Traditionell zur Außenpolitik sprach der
Vorsitzende der FDP-Fraktion im Bundestag, Wolfgang Gerhardt. Zur
transatlantischen Zusammenarbeit gebe es keine wirkliche
Alternative, allerdings müsse auf beiden Seiten ein Umdenken
einsetzen. Ein amerikanischer Präsident könne nicht
allein über Krieg und Frieden entscheiden, dies sei Aufgabe
der Vereinten Nationen. Gerhardt unterstützt die
Bemühungen von Bundeskanzler Schröder um einen
ständigen Sitz Deutschlands im UN-Sicherheitsrat. Ansonsten
ist Gerhardt mit der deutschen Außenpolitik unzufrieden. Der
Nahost-Friedensprozess komme nicht voran, von einer
Afrika-Strategie könne keine Rede sein, Lateinamerika werde
"stiefmütterlich behandelt" und die Asien-Politik werde der
Bedeutung der Region nicht gerecht, sagte der Fraktionsvorsitzende.

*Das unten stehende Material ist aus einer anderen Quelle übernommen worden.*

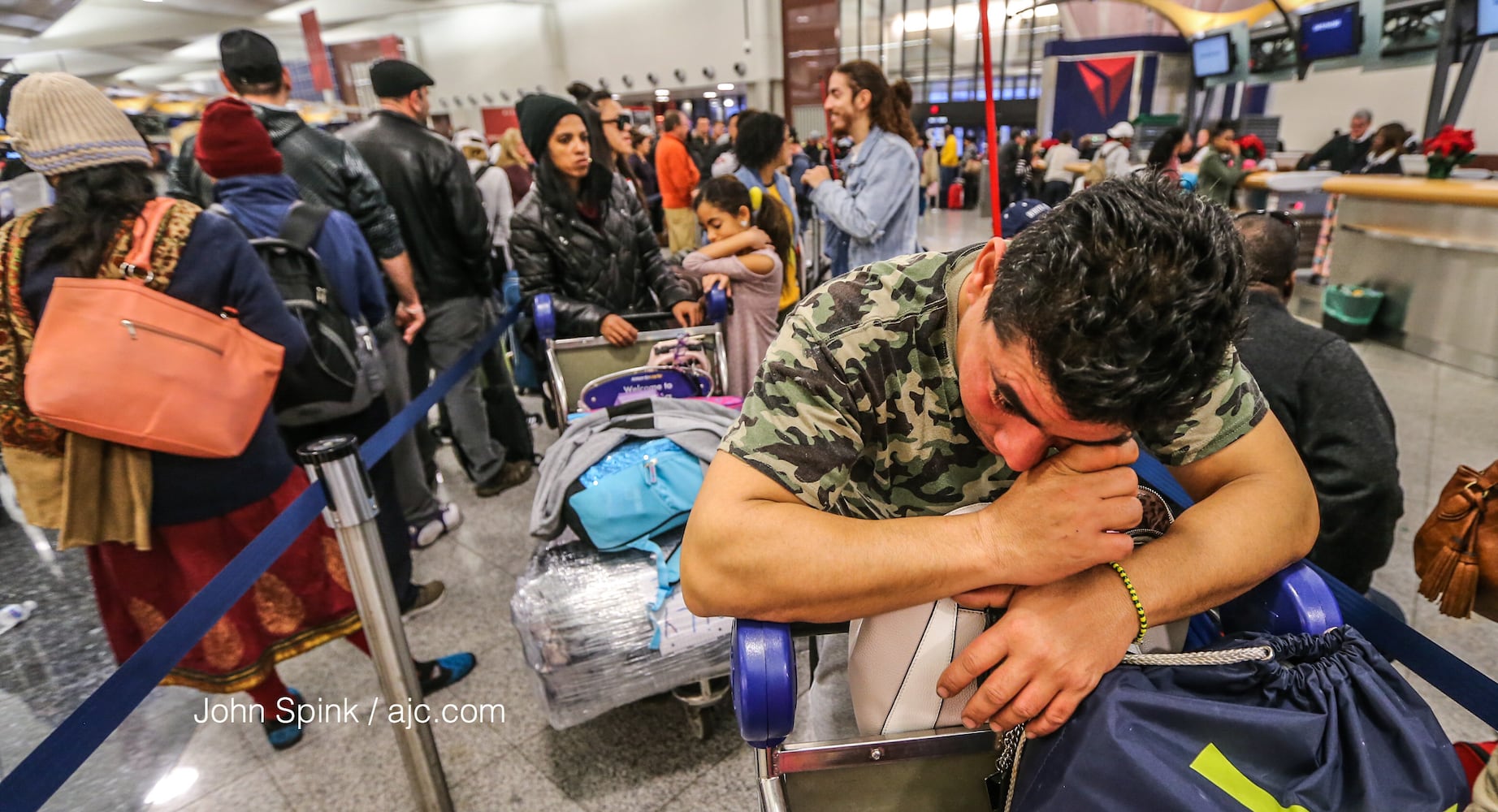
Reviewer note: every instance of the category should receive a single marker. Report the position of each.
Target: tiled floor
(634, 758)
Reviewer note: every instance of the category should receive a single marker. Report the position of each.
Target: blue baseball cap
(1020, 214)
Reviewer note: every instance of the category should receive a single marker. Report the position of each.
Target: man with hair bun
(872, 214)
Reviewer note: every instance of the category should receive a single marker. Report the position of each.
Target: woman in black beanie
(583, 235)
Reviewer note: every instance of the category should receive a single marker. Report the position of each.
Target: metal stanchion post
(335, 462)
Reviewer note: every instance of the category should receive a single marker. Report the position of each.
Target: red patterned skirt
(300, 603)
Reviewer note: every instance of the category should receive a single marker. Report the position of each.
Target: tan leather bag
(1457, 549)
(119, 361)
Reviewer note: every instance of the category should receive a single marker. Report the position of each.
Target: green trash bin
(1350, 309)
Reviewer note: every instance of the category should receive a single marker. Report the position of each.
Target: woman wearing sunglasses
(583, 235)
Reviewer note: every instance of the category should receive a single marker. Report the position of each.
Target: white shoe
(448, 519)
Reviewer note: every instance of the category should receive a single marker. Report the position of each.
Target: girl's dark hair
(1164, 147)
(729, 193)
(889, 106)
(761, 136)
(92, 205)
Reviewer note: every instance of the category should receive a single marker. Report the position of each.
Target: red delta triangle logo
(1107, 80)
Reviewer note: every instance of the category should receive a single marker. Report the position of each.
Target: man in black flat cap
(326, 170)
(444, 225)
(330, 173)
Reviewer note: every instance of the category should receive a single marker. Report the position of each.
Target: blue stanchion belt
(33, 781)
(41, 773)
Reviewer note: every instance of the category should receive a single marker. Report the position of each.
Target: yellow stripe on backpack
(1215, 767)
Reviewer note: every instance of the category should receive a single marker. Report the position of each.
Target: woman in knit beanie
(156, 526)
(585, 237)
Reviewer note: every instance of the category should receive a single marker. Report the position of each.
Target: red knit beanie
(232, 143)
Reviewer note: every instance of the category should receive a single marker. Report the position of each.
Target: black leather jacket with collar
(592, 271)
(441, 213)
(327, 171)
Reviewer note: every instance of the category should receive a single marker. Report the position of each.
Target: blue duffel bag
(1301, 723)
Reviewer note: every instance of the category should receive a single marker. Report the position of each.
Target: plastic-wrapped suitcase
(586, 631)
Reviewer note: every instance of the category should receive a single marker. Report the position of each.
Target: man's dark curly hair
(1130, 297)
(760, 140)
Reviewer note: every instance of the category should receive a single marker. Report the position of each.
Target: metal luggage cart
(574, 363)
(929, 771)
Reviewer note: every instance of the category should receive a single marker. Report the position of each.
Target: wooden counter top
(1391, 188)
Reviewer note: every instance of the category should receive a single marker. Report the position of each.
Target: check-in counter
(1432, 248)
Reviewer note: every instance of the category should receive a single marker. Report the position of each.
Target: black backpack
(342, 372)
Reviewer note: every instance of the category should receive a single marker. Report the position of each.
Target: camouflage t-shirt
(857, 409)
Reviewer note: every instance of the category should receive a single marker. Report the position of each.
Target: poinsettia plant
(1251, 147)
(1449, 149)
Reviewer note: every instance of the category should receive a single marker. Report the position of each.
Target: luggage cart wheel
(544, 317)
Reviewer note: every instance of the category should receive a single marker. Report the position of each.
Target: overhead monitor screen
(1331, 33)
(1212, 56)
(1487, 17)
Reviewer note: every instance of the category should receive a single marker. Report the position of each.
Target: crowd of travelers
(415, 235)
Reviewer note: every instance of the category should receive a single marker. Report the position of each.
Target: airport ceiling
(170, 42)
(167, 42)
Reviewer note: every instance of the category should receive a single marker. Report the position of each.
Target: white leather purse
(896, 658)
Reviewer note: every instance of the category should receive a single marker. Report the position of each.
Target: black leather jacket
(592, 271)
(441, 213)
(327, 171)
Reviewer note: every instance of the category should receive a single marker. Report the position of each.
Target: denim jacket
(871, 216)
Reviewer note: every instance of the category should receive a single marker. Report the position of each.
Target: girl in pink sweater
(748, 243)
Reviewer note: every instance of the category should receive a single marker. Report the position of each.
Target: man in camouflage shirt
(919, 386)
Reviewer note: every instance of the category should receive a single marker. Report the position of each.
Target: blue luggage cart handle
(763, 658)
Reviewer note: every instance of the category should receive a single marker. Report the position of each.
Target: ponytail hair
(729, 193)
(889, 106)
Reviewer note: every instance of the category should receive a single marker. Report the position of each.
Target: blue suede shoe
(284, 734)
(448, 670)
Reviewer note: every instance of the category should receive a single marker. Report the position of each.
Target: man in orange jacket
(678, 175)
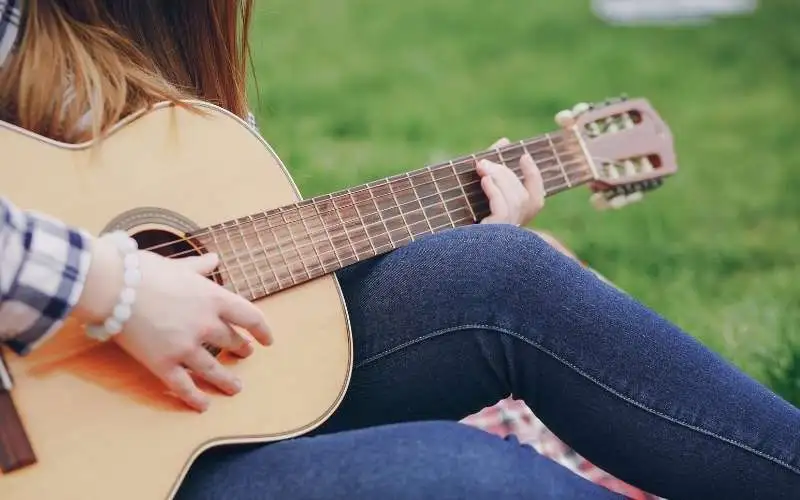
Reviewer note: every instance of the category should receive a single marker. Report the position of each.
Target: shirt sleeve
(43, 267)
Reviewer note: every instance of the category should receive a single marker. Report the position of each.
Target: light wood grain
(101, 426)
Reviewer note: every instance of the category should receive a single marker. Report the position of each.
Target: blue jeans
(459, 320)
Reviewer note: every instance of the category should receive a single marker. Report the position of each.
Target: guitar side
(103, 427)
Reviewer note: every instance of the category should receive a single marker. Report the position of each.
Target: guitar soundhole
(170, 245)
(173, 246)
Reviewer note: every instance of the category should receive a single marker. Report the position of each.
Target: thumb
(202, 264)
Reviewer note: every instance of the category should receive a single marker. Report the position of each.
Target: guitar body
(102, 426)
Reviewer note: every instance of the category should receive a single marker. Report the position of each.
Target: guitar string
(254, 230)
(257, 262)
(330, 231)
(332, 198)
(350, 194)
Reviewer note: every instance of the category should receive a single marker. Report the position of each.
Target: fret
(267, 260)
(418, 206)
(390, 211)
(364, 224)
(477, 198)
(273, 225)
(455, 199)
(308, 206)
(402, 211)
(288, 225)
(343, 222)
(321, 212)
(250, 259)
(231, 278)
(413, 209)
(558, 159)
(273, 253)
(374, 223)
(463, 192)
(433, 202)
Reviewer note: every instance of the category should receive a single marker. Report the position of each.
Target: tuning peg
(600, 202)
(582, 107)
(565, 118)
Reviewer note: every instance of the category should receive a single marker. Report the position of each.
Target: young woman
(624, 387)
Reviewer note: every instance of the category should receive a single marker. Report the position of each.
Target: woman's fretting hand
(177, 309)
(511, 201)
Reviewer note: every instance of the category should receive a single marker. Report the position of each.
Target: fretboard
(270, 251)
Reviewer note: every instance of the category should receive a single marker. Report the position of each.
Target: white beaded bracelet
(128, 247)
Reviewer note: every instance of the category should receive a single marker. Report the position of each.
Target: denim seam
(580, 372)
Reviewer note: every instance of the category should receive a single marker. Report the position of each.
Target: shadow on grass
(782, 363)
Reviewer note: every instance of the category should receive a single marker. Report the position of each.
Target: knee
(507, 248)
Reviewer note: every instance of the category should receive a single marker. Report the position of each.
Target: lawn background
(353, 90)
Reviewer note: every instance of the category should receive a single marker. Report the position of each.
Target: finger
(534, 185)
(202, 264)
(513, 191)
(500, 143)
(497, 203)
(181, 384)
(238, 311)
(206, 366)
(229, 339)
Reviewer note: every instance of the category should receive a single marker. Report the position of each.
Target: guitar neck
(270, 251)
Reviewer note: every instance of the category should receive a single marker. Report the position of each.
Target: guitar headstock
(628, 146)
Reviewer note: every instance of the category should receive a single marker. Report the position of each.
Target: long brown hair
(113, 57)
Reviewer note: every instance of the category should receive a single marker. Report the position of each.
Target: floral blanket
(511, 416)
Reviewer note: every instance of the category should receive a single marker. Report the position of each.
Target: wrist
(104, 280)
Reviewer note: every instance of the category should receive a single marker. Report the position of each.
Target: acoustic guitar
(82, 420)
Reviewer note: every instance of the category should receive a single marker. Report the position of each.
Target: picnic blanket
(511, 416)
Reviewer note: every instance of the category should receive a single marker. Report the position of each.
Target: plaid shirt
(43, 266)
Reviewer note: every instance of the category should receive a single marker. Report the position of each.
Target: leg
(455, 322)
(436, 460)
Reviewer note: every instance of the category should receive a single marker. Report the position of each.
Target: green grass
(355, 90)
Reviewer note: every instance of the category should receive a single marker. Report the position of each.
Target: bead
(128, 248)
(112, 326)
(131, 261)
(132, 277)
(127, 296)
(122, 312)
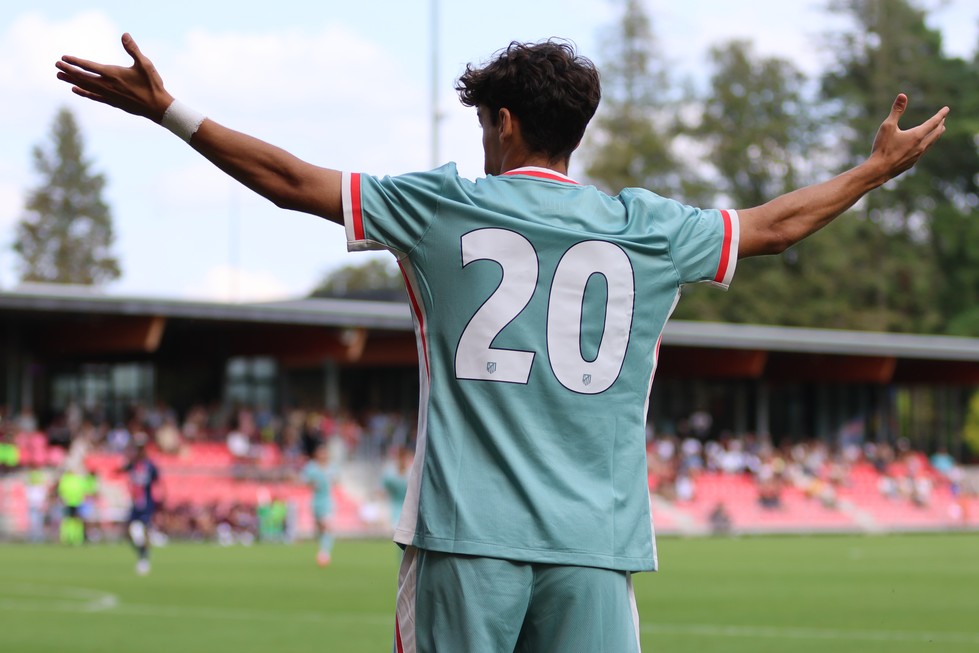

Deutschalnd habe sich außenpolitisch zwischen alle Stühle
manövriert, eine außenpolitische Strategie sei
nötig. Schließlich wünschte sich Gerhardt ein
verstärktes deutsches Engagement im Irak, denn keine Seite
könne ein Interesse daran haben, dass der Wiederaufbau
scheitere, egal, wie man zum Krieg gestanden habe. Eine Entsendung
deutscher Soldaten in den Irak lehnt die FDP aber strikt ab. Der
Parteitag verabschiedete dann liberale Leitsätze zur
Außenpolitik; darin wird auf eine stärkere, aber auch
kritische transatlantische Kooperation gesetzt.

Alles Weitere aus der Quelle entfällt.